You are viewing a plain text version of this content. The canonical link for it is here.
Posted to dev@beam.apache.org by Łukasz Gajowy <lg...@apache.org> on 2019/01/14 16:11:12 UTC

Dealing with expensive jenkins + Dataflow jobs

Hi all,

one problem we need to solve while working with load tests we currently
develop is that we don't really know how much GCP/Jenkins resources can we
occupy. We did some initial testing with
beam_Java_LoadTests_GroupByKey_Dataflow_Small[1] and it seems that for:

- 1 000 000 000 (~ 23 GB) synthetic record
- 10 fanouts
- 10 dataflow workers (--maxNumWorkers)

the total job time exceeds 4 hours. It seems too much for such a small load
test. Additionally, we plan to add much bigger tests for other core
operations too. The proposal [2] describes only few of them.

The questions are:
1. how many workers can we assign to this job without starving the other
jobs? Are 32 workers for a single Dataflow job fine? Would 64 workers for
such job be fine either?
2. given the plans that we are going to add more and more load tests soon,
do you think it is a good idea to create a separate GCP project + separate
Jenkins workers for load testing purposes only? This would avoid starvation
of critical tests (post commits, pre-commits, etc). Or maybe there is
another solution that will bring such isolation? Is such isolation needed?

Ad 2: Please note that we will also need to host Flink/Spark clusters later
on GKE/Dataproc (not decided yet).

[1]
https://builds.apache.org/view/A-D/view/Beam/view/All/job/beam_Java_LoadTests_GroupByKey_Dataflow_Small_PR/
[2] https://s.apache.org/load-test-basic-operations


Thanks,
Łukasz

Re: Dealing with expensive jenkins + Dataflow jobs

Posted by Łukasz Gajowy <lg...@apache.org>.
Thanks for your suggestions. It's always good to reach the dev list! You're
right that we should focus more on what are we trying to test rather than
providing huge loads.

To stay transparent for everyone:

"what is it we're trying to test?"

I talked with some testing experts from the Dataflow team and did some
experiments. Then I improved the proposal doc to explain better what is the
goal (previously it was not clear at all).
At the end of the doc [1] you can find a table with proposed test suites
for GroupByKey.
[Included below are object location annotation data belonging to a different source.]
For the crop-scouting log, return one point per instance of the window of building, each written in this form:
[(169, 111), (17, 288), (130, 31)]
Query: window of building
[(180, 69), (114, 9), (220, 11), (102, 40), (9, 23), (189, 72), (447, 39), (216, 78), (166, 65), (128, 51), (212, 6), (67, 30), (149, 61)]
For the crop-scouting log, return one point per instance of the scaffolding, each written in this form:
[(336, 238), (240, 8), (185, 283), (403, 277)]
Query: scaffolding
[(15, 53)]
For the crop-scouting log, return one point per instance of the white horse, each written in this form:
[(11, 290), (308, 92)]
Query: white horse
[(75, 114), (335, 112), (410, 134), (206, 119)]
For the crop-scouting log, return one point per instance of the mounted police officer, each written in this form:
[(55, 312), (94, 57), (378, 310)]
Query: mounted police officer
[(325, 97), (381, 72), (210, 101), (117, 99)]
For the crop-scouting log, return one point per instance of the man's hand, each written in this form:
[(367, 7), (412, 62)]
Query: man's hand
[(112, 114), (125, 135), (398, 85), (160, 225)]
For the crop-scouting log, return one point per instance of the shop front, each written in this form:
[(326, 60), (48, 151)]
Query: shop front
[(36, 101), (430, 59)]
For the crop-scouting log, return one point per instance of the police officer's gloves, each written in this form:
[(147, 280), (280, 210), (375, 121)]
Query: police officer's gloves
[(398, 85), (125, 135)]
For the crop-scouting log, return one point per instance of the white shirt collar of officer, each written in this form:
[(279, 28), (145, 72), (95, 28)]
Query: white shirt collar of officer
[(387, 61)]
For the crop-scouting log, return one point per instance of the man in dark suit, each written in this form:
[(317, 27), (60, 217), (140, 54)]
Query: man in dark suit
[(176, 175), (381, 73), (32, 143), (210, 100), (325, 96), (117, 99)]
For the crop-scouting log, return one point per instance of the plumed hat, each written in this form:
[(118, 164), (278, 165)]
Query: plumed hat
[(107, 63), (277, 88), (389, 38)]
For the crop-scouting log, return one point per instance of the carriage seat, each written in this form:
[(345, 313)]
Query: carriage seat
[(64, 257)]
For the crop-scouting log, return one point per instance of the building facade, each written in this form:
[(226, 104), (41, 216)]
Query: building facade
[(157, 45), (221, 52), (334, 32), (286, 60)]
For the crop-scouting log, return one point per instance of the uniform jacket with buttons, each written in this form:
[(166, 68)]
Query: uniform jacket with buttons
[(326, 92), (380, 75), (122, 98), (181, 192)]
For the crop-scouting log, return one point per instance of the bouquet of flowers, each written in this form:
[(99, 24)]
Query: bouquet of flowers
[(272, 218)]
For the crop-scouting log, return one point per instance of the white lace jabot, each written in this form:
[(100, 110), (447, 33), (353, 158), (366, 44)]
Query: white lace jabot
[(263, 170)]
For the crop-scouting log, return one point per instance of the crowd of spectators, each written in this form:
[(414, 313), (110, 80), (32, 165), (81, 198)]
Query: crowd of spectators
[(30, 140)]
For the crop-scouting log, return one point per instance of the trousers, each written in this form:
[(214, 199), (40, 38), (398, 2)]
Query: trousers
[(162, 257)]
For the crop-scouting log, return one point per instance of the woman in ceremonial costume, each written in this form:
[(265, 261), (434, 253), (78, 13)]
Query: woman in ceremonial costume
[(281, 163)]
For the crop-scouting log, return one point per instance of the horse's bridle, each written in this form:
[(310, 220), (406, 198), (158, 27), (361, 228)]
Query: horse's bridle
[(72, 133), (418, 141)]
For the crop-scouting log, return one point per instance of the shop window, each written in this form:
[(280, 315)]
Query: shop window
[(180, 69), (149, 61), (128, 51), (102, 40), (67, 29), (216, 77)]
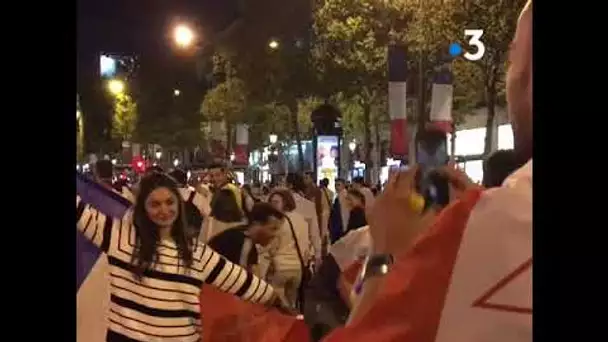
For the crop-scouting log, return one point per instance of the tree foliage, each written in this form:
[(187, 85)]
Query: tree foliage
[(125, 118), (350, 52)]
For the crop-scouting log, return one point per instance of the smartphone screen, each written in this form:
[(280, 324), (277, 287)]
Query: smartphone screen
[(431, 154)]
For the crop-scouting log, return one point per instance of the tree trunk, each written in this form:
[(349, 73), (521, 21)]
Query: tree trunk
[(490, 119), (453, 143), (293, 113), (377, 148), (367, 141)]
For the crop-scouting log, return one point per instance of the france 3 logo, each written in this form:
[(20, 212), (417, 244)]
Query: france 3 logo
[(474, 42)]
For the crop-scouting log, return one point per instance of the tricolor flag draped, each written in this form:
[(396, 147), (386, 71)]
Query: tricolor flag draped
[(468, 278), (441, 101), (225, 317), (92, 285), (397, 71), (229, 319)]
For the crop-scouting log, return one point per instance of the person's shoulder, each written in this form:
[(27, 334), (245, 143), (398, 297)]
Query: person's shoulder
[(511, 202)]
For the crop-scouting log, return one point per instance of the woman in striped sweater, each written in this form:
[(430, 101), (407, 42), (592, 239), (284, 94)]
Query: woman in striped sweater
[(156, 273)]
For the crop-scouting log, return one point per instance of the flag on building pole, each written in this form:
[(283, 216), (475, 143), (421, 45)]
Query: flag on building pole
[(442, 99), (241, 152), (92, 285), (397, 70)]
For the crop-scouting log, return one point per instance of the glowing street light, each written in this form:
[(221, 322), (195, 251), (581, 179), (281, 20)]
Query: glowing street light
[(183, 36), (273, 44), (116, 87)]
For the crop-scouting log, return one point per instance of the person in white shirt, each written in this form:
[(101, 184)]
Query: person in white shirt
[(201, 202), (307, 209), (278, 259)]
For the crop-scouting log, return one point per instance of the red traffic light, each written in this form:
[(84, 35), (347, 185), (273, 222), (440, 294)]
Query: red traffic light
[(138, 164)]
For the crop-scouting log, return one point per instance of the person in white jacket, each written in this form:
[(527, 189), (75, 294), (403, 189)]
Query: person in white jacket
[(278, 259), (307, 209)]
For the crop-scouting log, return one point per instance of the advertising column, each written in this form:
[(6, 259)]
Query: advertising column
[(397, 70), (241, 155), (327, 158)]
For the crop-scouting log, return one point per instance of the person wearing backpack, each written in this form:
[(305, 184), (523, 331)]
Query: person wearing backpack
[(196, 205)]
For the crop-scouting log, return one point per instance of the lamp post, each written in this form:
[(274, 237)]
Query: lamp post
[(116, 87)]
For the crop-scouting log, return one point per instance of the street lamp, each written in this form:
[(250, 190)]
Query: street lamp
[(183, 36), (273, 44), (352, 146), (116, 87)]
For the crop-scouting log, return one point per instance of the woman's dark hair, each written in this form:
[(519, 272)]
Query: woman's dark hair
[(289, 203), (225, 208), (357, 194), (262, 212), (146, 231)]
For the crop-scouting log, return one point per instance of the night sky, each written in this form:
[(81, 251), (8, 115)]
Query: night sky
[(141, 28)]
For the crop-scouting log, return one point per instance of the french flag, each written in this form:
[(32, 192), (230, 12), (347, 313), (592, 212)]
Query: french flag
[(468, 277), (92, 287), (442, 99)]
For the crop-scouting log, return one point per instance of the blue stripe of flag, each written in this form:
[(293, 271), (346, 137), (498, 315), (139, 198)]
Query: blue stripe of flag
[(86, 257), (397, 63)]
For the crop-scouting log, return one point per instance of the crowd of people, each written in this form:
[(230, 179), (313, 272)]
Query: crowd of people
[(356, 264)]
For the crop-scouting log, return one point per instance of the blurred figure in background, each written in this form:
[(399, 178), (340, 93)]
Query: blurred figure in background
[(279, 259), (306, 208), (248, 198), (498, 167), (219, 177), (283, 201), (356, 203), (313, 194), (225, 214), (103, 173), (340, 212), (327, 198)]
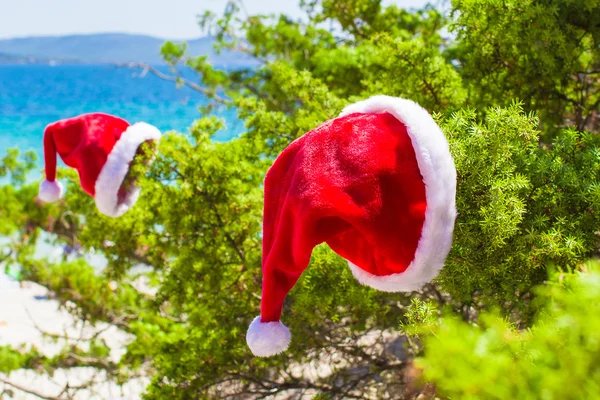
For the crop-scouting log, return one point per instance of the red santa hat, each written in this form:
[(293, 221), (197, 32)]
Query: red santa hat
[(100, 147), (378, 185)]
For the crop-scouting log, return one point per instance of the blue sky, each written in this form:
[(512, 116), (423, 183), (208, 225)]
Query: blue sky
[(175, 19)]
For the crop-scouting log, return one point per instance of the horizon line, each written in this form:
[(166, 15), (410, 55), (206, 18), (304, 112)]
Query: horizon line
[(49, 36)]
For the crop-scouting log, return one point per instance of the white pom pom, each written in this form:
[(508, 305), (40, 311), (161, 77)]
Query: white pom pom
[(266, 339), (50, 191)]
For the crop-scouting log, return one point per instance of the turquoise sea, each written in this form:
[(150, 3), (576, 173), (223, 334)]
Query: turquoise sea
[(31, 96)]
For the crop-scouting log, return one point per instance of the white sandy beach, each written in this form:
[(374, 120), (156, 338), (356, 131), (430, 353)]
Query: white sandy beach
[(25, 311)]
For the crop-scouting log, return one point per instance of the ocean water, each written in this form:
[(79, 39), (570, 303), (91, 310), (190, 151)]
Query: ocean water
[(32, 96)]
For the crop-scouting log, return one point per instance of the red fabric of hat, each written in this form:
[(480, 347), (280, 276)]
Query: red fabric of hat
[(378, 185), (100, 147)]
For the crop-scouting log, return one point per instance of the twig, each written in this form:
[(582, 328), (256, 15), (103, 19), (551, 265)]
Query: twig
[(28, 391), (148, 68)]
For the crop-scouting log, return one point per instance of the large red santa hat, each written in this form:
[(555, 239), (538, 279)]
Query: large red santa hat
[(100, 147), (378, 185)]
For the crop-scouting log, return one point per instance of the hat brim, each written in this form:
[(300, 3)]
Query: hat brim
[(439, 176), (115, 170)]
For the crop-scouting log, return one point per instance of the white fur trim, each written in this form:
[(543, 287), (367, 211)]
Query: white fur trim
[(115, 169), (267, 339), (439, 176), (50, 191)]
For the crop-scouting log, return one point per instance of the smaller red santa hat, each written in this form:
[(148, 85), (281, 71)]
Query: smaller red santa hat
[(378, 185), (100, 147)]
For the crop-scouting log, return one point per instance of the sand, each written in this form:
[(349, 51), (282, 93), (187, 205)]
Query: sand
[(25, 311)]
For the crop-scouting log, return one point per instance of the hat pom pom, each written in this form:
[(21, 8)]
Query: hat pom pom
[(50, 191), (267, 339)]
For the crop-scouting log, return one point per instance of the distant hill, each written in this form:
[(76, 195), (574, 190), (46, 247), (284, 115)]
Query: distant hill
[(105, 48)]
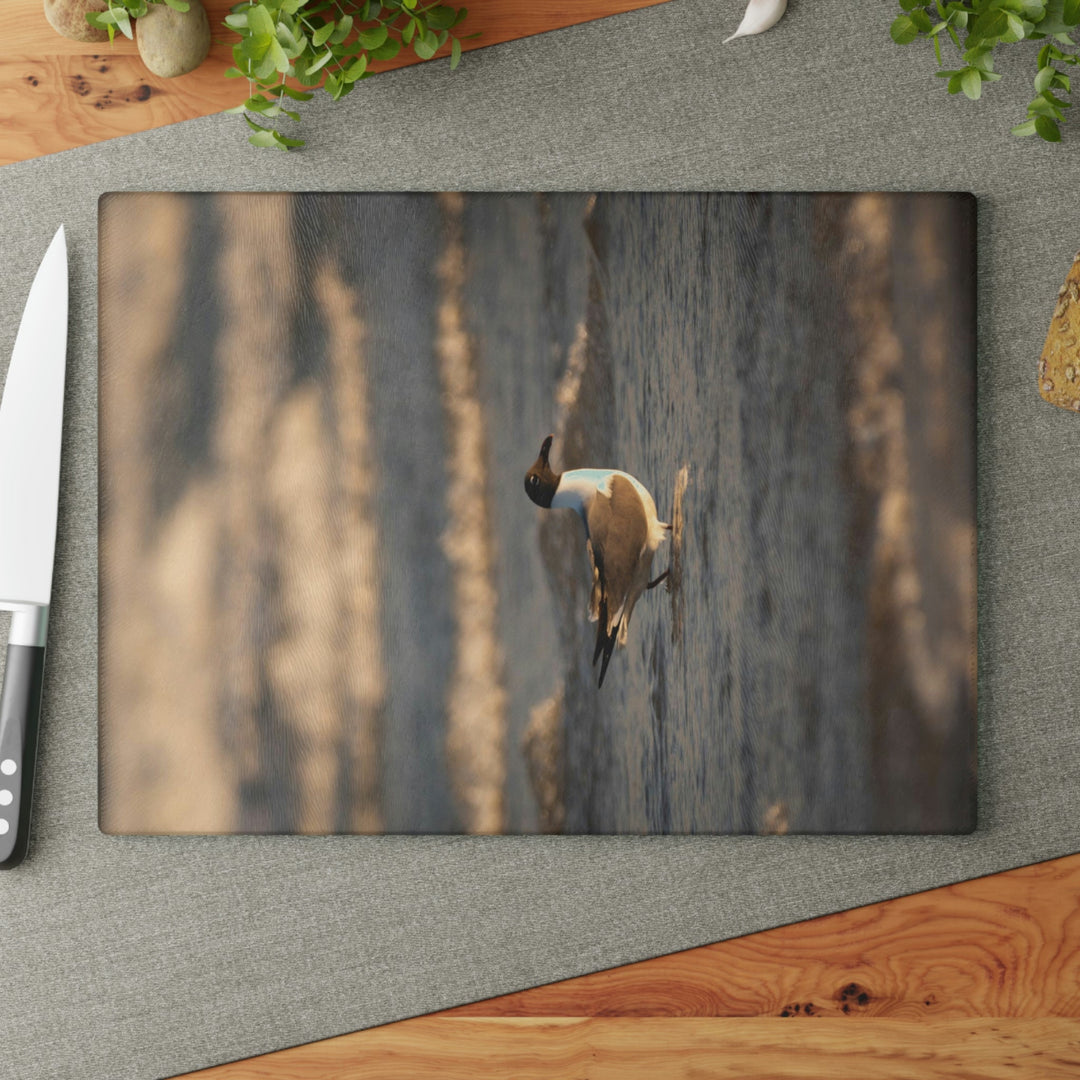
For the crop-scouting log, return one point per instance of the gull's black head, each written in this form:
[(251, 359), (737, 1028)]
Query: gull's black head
[(540, 482)]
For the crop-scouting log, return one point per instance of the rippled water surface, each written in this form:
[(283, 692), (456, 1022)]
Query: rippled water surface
[(328, 606)]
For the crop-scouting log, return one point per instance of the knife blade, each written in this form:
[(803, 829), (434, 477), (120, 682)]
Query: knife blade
[(31, 414)]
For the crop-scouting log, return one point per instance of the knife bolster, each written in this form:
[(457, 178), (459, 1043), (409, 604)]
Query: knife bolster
[(29, 625)]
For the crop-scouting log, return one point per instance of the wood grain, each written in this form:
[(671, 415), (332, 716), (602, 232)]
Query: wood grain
[(56, 94), (686, 1049), (979, 980), (1007, 945)]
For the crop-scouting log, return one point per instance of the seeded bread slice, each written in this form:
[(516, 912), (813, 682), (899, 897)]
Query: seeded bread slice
[(1060, 365)]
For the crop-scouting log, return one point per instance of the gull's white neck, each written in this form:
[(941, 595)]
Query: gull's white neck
[(578, 487)]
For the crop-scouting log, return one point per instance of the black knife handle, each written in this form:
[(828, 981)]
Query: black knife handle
[(19, 709)]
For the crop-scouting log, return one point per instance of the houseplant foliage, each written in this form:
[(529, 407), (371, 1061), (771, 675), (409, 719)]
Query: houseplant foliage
[(119, 14), (977, 27), (327, 44)]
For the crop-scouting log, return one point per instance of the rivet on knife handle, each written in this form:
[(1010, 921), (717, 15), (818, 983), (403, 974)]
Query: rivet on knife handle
[(19, 710)]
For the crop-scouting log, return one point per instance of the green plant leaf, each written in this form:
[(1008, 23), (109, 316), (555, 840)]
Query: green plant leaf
[(1048, 130), (259, 22), (373, 38), (342, 30)]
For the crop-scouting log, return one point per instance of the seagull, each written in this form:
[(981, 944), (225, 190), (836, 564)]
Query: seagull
[(622, 534)]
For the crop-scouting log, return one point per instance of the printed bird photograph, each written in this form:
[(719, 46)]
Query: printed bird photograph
[(736, 595)]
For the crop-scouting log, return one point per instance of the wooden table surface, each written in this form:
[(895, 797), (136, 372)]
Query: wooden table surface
[(56, 94), (979, 980)]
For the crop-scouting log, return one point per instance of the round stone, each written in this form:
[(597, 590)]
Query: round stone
[(173, 42), (68, 17)]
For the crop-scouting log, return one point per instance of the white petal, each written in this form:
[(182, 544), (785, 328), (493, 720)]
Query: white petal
[(760, 14)]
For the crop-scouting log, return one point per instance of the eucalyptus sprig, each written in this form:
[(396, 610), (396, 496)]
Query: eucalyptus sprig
[(986, 24), (120, 13), (327, 44)]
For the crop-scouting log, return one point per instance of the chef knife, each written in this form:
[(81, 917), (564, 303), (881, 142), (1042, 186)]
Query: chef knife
[(30, 419)]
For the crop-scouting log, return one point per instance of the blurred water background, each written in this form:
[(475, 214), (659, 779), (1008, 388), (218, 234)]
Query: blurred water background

I scaled the test scenarios down drastically but ensured
that we're testing what we want to test. Thanks to that they are not using
lots of resources but still do the job. Feel free to comment there
especially if you see any shortcomings we should rethink.

As for other operations (CoGBK, ParDo, SideInput, Combine): those are yet
to come.

(As an aside, 4 hours x 10 workers seems like a lot for 23GB of
data...or is it 230GB once you've fanned out?)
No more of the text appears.